CBT is just one example under the big umbrella of “Metacognition.” Talking about character, evaluating character are metacognitive strategies.
However, just knowing about strategies is not enough.
Gabrielle Oettingen (NYU Psychologist) says people tend to use one of three strategies when setting goals and only one is very effective:
- Envisioning achieving the goal – this feels so good when you do it. It feels motivating and it can trigger a dopamine surge. But studies show that just doing this is NOT sufficient.
- Pessimists dwell on obstacles to their goals and of course, this is ineffective.
- Mental Contrasting is effective – it’s kind of a combination of both: focus on the positive outcome but at the same time, acknowledge the obstacles. The necessary next step is to create a series of implementation intentions:
If/then statements – “If I get distracted from my work, then I will…”
This is setting rules for yourself.
Rules overcome drawbacks of willpower which redirects our attention from the obstacle or challenge and helps us become automatic in practicing positive behavior.
According to Duckworth: “Habits are character.”
Group identity (stereotypes) can have both positive and negative effects on achievement.

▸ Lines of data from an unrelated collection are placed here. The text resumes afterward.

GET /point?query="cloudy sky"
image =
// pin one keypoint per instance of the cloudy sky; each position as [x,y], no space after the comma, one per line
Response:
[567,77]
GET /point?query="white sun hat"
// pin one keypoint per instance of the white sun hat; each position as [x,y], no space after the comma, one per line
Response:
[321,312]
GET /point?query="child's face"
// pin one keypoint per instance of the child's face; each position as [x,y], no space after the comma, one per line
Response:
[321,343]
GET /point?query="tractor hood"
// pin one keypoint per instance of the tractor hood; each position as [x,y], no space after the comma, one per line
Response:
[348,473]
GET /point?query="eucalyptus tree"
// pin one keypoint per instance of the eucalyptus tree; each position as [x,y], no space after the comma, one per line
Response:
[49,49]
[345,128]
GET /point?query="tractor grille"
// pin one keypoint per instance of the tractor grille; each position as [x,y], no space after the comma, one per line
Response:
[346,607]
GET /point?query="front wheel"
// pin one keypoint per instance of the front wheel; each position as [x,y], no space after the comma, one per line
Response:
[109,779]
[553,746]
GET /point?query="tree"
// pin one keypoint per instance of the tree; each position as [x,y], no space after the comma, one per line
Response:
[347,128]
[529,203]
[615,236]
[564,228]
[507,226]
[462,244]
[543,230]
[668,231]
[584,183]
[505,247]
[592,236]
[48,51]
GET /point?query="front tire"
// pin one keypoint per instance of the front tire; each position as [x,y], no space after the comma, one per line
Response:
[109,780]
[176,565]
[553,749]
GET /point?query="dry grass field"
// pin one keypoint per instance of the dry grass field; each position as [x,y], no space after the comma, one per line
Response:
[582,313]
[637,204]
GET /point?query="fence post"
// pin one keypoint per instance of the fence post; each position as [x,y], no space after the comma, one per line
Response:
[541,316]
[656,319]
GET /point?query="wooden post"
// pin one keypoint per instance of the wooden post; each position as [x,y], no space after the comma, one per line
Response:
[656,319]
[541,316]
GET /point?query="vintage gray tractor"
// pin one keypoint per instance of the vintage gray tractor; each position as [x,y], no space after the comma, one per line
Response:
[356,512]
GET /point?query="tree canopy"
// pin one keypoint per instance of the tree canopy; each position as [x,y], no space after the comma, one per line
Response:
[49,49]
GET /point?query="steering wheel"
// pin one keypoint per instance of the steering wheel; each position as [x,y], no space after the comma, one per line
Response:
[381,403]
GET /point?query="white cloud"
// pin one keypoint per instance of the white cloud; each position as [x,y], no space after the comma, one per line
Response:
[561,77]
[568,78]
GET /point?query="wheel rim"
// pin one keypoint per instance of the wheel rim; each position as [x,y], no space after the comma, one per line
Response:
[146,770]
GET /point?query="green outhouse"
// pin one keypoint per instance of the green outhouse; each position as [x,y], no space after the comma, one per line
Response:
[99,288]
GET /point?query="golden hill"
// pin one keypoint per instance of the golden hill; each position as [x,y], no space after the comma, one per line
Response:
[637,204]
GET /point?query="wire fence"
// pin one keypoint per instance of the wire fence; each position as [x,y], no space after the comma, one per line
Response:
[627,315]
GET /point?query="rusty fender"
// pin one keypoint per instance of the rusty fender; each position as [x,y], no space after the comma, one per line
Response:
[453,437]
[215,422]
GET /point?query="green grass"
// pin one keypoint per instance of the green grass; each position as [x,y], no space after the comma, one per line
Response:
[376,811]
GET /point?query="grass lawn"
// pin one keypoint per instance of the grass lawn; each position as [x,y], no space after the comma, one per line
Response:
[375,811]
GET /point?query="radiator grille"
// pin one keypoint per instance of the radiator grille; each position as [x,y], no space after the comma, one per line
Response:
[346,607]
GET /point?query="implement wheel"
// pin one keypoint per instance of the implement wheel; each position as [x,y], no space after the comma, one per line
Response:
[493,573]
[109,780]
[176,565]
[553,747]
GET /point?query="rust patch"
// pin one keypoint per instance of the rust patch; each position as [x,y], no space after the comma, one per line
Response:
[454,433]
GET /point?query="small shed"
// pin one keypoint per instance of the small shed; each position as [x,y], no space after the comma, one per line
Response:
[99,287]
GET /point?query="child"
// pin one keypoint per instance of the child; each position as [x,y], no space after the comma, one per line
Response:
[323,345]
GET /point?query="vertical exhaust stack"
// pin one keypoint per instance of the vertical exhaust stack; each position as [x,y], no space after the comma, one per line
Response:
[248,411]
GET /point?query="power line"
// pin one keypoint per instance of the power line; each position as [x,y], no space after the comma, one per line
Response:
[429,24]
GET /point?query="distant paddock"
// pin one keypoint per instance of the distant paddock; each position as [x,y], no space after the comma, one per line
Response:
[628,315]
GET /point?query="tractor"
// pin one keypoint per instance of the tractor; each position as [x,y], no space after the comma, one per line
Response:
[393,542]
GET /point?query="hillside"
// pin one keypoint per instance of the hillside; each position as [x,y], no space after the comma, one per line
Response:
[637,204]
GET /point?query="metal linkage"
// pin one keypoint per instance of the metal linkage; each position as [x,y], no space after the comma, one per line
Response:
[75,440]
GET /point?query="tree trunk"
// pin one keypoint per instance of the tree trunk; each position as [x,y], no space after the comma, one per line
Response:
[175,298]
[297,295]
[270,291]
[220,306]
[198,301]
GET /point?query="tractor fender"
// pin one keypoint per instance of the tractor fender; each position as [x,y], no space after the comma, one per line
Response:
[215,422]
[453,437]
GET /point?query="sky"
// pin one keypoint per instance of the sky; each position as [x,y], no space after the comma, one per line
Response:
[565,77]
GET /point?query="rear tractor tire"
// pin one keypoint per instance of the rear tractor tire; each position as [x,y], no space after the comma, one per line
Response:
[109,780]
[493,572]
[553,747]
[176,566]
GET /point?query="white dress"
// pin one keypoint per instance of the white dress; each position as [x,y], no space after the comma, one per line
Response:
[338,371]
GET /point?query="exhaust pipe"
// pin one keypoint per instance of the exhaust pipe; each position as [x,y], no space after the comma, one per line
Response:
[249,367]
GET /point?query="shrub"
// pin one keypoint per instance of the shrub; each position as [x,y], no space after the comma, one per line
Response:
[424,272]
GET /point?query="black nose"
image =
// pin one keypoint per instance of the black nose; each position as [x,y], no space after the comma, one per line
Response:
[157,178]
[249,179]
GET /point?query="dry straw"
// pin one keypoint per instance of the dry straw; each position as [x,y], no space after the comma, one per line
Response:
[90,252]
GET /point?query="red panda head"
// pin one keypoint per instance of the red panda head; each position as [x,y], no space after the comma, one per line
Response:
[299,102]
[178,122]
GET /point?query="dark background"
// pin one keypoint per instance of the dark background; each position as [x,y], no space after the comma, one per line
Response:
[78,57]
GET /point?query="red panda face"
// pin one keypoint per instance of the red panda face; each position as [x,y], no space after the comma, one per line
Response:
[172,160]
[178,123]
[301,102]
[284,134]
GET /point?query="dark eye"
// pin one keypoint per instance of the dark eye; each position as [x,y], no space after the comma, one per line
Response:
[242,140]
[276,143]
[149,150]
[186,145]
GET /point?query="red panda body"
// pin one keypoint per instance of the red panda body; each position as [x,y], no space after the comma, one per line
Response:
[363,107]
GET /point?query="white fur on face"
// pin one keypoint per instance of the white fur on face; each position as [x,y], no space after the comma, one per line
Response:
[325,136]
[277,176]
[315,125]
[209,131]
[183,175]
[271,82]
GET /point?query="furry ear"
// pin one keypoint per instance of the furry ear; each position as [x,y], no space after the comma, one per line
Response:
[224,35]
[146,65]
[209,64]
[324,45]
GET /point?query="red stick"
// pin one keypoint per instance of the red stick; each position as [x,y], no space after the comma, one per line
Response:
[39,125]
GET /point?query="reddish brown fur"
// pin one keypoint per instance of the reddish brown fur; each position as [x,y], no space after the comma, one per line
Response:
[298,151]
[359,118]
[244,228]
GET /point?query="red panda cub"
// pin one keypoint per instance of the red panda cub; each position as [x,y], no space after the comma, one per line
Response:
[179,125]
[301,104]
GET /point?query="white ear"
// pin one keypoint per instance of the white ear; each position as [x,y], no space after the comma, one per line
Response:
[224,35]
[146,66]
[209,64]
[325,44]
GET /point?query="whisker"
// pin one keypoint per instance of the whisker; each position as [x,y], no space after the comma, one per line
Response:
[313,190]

Before a challenging math test, female college students need only be reminded that they are female for them to do WORSE on the test than female students who do not receive that identity cue. (p. 96)
Telling students that intelligence is malleable has led to better academic performance.
A study of low-income 7th grade students in Texas were divided into two groups:
- heard a growth mindset message
- heard an anti-drug message
The first group performed significantly better – girls who used to lag behind boys in math closed the gap completely.
16. Report Cards
Dual-purpose instruction – when teachers deliberately work explicit talk about character strengths into every lesson.
Optimism, self-control, social intelligence are a few examples
“Character strengths can become character weaknesses.” For example, someone with too much grit might then be weak in empathy towards others. There is a balance that needs to be reached.
17. Climbing the Mountain p. 101
KIPP School – tracking students in college
“…it’s the character piece that has held some back (procrastination). Depression is also an issue.”
The impact of poverty catches up even with children who are resilient.
Character can function as a substitute for social net that the middle and upper class kids enjoy.
To succeed, they need more grit, social intelligence and more self-control than wealthier kids.
But KIPP students who graduate do not have just a diploma. They have the knowledge that they climbed a mountain to get it.